Co Armagh vegetable supplier wins coveted Belfast Telegraph Cup
The man behind Gilfresh Produce has been awarded the historic Belfast Telegraph Cup at a farming industry event.
Thomas Gilpin, who set up one of Northern Ireland's most successful fresh vegetable suppliers in the mid-1980s and supplies to some of the biggest retail multiples in the UK and Ireland, was awarded the cup at the Ulster Farmers' Union Annual President's Dinner at the weekend.
The businessman and farmer, who received an MBE in 2013, said he was "shocked" to have won the title for his contribution to the farming and food production industry here.
"It's a true honour to take the award," he said. "It was a bit of a shock as I don't know who put my name forward, but I was notified that I had been put forward but never heard a word about it afterwards. I thought that was the end of it."

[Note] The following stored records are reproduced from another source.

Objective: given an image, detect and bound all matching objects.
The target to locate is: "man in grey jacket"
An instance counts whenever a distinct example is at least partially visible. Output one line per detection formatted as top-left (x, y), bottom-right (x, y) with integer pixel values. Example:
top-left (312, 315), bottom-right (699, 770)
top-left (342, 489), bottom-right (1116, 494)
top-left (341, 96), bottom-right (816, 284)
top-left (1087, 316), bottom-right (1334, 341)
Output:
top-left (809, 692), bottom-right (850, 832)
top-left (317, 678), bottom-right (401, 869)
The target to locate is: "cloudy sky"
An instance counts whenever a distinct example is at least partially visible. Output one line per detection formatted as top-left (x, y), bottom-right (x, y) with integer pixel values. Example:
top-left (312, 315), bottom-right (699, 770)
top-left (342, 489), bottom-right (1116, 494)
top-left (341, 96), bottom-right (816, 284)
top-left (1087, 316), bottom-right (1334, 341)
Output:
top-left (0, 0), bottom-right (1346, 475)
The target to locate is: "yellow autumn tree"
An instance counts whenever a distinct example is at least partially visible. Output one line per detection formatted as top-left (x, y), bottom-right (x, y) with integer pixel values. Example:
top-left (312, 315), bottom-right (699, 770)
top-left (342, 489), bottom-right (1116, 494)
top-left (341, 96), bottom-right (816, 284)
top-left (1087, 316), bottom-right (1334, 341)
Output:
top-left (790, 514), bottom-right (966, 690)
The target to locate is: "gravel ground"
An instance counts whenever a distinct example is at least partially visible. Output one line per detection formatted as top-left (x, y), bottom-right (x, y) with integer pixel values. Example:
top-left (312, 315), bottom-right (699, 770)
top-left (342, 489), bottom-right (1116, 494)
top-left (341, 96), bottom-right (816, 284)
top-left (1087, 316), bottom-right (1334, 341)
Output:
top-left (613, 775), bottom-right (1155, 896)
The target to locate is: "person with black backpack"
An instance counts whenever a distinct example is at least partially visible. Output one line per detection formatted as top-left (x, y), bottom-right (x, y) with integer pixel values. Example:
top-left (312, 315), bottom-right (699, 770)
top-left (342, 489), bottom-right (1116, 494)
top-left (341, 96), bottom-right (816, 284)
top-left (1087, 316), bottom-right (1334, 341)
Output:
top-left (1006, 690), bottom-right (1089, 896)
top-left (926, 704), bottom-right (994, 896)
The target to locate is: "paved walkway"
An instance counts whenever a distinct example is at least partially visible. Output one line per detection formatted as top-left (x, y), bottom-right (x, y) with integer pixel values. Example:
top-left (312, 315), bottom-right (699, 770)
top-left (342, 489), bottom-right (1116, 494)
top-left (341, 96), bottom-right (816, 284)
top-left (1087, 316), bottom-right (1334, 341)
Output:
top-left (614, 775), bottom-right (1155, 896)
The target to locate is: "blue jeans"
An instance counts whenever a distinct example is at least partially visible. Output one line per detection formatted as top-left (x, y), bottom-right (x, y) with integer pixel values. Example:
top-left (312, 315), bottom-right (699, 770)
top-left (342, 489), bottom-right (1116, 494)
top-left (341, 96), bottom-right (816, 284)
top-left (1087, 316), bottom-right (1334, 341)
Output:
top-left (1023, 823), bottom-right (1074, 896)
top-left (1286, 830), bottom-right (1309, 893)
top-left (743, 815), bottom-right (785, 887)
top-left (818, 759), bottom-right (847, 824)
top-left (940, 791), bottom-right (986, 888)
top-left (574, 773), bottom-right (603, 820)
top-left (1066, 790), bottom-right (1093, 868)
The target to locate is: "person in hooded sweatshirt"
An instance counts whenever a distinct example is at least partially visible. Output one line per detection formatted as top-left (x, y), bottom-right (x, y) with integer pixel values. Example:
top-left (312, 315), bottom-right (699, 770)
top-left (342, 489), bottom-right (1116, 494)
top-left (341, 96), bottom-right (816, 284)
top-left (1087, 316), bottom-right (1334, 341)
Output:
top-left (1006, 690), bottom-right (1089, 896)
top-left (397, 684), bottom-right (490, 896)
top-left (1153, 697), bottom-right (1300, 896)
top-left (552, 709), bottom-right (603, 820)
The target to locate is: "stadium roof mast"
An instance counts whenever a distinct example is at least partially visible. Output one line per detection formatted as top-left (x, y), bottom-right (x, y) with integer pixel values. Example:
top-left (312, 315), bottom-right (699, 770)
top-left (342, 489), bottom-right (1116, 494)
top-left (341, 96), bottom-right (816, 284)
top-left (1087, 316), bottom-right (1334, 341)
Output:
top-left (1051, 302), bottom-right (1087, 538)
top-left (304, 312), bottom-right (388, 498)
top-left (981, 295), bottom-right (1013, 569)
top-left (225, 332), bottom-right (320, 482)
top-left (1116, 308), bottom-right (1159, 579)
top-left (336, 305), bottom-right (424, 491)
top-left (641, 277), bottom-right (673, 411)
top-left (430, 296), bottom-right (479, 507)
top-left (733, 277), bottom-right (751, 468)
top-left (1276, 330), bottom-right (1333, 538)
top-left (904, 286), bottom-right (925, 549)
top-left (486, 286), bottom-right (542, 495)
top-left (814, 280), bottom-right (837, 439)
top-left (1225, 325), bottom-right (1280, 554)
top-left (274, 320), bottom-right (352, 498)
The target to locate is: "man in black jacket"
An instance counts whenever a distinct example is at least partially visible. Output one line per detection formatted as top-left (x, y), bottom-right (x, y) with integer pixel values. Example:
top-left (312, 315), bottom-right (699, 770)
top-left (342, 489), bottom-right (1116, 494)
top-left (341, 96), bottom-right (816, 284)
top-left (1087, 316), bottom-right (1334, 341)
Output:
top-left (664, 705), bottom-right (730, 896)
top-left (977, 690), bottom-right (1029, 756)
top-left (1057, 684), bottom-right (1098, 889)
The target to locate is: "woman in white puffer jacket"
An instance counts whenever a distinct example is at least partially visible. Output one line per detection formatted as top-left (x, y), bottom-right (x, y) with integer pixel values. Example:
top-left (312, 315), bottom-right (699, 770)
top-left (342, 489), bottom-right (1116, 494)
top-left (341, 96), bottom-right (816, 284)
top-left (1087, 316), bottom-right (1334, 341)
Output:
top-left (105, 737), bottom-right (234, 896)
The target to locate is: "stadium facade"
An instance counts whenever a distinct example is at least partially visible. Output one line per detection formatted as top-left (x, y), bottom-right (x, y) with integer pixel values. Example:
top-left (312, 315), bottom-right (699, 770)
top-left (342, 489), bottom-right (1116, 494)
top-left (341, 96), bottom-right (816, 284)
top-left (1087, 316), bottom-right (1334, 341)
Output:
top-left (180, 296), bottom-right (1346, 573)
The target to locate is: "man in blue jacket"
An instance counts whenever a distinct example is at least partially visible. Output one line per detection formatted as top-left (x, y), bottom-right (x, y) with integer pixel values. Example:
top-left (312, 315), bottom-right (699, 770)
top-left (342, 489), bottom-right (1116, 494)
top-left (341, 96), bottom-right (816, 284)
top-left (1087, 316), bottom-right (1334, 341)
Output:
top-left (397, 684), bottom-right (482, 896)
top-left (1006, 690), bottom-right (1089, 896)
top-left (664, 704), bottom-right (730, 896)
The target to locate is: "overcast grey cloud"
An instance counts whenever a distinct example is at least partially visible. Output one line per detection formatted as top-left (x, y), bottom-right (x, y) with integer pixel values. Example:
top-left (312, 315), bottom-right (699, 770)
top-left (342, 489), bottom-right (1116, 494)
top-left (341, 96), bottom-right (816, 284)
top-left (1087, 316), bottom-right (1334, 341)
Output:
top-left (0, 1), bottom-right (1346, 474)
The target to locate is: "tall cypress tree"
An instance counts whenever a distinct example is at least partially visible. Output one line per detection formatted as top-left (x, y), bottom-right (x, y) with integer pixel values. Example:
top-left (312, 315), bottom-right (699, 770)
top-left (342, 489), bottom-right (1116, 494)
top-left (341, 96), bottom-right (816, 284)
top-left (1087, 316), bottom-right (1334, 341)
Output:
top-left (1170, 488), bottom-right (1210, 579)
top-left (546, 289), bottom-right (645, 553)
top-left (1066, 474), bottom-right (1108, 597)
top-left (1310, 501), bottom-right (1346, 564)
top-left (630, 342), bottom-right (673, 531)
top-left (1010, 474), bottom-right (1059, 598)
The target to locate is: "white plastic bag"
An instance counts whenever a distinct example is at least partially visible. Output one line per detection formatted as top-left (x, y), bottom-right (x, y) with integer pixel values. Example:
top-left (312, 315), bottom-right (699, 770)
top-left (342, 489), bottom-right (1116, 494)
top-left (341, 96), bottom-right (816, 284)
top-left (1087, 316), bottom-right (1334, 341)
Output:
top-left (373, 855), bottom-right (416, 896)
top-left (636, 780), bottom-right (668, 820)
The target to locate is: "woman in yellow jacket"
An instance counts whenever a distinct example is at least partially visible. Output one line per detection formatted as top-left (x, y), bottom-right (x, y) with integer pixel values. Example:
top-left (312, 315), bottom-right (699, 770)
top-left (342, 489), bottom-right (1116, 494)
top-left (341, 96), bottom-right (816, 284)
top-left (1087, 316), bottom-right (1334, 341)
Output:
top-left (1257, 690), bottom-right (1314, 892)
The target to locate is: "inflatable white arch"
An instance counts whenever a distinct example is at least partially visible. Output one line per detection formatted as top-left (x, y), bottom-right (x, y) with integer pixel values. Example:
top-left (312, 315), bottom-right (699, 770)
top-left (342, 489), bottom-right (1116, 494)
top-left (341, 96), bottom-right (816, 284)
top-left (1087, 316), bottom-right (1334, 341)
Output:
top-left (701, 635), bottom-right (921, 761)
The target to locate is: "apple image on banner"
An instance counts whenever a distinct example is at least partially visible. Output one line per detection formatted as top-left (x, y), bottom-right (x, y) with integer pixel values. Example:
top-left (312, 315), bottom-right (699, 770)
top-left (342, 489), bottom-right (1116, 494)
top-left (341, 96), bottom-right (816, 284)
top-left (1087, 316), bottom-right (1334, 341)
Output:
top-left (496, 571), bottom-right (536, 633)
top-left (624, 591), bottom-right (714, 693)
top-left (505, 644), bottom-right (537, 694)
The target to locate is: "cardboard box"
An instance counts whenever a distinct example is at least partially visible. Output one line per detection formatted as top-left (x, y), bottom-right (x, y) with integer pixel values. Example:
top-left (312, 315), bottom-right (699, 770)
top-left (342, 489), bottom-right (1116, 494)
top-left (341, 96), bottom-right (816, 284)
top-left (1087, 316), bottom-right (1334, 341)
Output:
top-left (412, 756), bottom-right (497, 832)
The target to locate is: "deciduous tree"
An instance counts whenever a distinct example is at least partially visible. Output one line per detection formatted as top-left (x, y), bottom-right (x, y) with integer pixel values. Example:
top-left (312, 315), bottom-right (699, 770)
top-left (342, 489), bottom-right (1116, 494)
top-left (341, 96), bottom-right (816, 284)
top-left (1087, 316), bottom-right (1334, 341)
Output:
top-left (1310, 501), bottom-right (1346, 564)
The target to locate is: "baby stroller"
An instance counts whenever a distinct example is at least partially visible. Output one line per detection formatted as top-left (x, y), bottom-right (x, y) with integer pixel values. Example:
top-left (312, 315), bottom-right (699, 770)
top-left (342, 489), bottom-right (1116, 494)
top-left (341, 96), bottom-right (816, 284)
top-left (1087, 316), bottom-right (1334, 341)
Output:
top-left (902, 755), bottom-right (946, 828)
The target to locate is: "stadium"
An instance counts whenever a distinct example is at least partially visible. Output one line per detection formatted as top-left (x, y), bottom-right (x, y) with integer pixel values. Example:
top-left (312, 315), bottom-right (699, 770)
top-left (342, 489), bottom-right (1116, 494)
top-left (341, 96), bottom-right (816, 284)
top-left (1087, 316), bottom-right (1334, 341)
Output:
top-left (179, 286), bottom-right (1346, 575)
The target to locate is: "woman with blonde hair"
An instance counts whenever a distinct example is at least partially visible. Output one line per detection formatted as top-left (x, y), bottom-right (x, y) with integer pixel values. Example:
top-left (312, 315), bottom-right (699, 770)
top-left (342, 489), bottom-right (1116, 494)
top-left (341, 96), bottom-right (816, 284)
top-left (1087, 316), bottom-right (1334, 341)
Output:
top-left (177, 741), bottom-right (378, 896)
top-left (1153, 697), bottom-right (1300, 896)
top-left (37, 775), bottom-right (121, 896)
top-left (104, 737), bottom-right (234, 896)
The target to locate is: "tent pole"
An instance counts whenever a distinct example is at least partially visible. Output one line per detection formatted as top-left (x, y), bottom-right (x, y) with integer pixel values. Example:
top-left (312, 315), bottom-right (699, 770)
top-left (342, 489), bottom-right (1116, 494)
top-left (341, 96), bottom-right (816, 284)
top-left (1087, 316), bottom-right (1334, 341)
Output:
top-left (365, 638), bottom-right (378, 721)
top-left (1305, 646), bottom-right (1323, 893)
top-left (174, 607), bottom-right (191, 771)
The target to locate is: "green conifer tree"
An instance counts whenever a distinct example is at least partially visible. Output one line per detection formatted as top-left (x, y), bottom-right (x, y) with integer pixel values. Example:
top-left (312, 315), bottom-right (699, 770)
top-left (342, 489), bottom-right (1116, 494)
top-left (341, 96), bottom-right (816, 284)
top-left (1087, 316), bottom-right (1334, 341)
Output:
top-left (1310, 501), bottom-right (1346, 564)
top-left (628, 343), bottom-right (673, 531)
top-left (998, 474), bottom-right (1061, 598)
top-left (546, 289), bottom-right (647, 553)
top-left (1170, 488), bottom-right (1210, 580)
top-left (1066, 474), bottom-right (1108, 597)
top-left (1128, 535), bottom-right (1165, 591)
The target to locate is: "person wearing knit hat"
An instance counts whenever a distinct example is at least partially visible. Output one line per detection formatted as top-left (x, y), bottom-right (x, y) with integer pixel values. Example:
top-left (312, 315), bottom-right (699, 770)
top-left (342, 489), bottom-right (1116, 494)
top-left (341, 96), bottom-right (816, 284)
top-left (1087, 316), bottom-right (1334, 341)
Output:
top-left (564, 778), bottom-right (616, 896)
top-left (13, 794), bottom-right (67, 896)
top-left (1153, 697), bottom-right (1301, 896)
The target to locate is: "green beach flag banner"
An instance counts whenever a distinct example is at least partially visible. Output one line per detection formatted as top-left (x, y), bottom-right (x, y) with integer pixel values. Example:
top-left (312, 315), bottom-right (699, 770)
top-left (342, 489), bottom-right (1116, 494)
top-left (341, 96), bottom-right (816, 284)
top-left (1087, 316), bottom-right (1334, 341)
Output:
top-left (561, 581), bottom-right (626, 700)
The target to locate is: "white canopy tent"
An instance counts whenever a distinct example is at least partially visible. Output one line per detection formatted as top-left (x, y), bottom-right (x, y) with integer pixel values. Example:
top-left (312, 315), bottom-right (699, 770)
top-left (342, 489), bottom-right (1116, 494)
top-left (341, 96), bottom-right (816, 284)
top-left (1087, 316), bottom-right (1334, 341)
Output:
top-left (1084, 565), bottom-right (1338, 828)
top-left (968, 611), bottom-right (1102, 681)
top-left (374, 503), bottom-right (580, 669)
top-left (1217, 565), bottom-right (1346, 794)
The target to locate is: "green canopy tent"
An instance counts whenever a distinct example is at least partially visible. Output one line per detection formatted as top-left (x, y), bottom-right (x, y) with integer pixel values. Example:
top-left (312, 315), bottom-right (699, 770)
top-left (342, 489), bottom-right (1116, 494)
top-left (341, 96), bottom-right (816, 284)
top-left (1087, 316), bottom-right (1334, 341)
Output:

Mr Gilpin has grown his firm from a "mere 4.25 acre field" to an operation that turns over £18m and employs 140 at its site in Loughall in Co Armagh.
He explained his seat at the back of the room at the UFU's Annual President's Dinner gave him further indication that he hadn't won the award.
"Sitting away at the back of the room, I thought that there wasn't any chance of winning so when they called my name it was a shock," he said.
"We are honoured on behalf the company Gilfresh Produce, Co Armagh to receive it."
Gilfresh also supports 40 growers, most of which are located in Northern Ireland.
It has also invested millions of pounds in a bid to reduce the company's carbon footprint.
Mr Gilpin has installed a wind turbine and anaerobic digestion plant which uses vegetable waste to produce power to operate the vegetable processing plant.
It was the first of its kind to be installed in Northern Ireland and represented a spend of £2.5m, allowing Gilfresh to ferment up to 120 tonnes of organic waste a week.
Today Gilfresh is mostly run by Mr Gilpin's son and staff as he focuses on the farm.
But he said that an air of uncertainty still surrounds the business, thanks to Brexit.
"It's going along steadily but we are waiting on Brexit to see what impact that will have," he added.
"One-third of our business is sold in the south of Ireland and we have no idea how that will end.
"I think we will still not have completed Brexit this time next year and I think Europe wants to keep us in."